So, IIRC, long ago you bought it from Hekkelman Programmatuur...? Has anything happened with it since or is it essentially your personal editor (PE, if you will)?

(Edit: I was a pepper user long ago and wondered whatever happened... there's not much trace of it on the web anymore.)

I was selling Pepper for a long while but I had a hard time keeping everyone happy and building for all platforms. So I got frustrated and stopped. Now-a-days, I actually have this all automated, it's a lot less work. I use virtual machines to checkout changed code and go through the build process, Unit test, package up, etc. They run all the time on a Mac Pro with 64gb RAM using VMWare Fusion.

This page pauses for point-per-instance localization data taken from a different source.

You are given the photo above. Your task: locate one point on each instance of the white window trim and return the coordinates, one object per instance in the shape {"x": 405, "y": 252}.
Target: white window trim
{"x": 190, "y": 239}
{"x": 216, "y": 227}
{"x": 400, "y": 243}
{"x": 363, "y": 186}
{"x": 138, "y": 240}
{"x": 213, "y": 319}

I continue to enhance it. It's quite different. I have taken inspiration from KDevelop and QT Creator. I feel like it competes with any other editor our there. Dare I say Vi and Emacs too. I actually have a special interface for those users so they feel at home. A nice worksheet, built in shell, I wrote plugins for build systems like CMake, make, gcc, and also of course Git support. I wrote an iOS version that lets you use your Apple Pencil to hand write code, use it to edit existing code, save and commit back. I take your handwriting and convert it to proper letters/symbols/numbers , automatically.

Whew. I can list out more things if you want :-)

Thank you for being a Pepper user, BTW. I hope that you found it enjoyable while it was available. The old Windows, Linux and FreeBSD builds still work :-)

Linux desktop: kdevelop, kate

Remote ssh: vim

Windows: Visual Studio, Notepad++

It really depends on the language, doesn't it? Funny that nobody mentioned Eclipse or Netbeans here, it was so standard 10 years ago for Java.

I mainly work with C++, Fortran, Python, in classical HPC/data science based work where I don't really make use of an IDE.

vim for most one-offs, JetBrains IDEs for projects. I occasionally take the tour through emacs/spacemacs, Sublime, and VS Code to see what's new, but historically have come back to those two choices.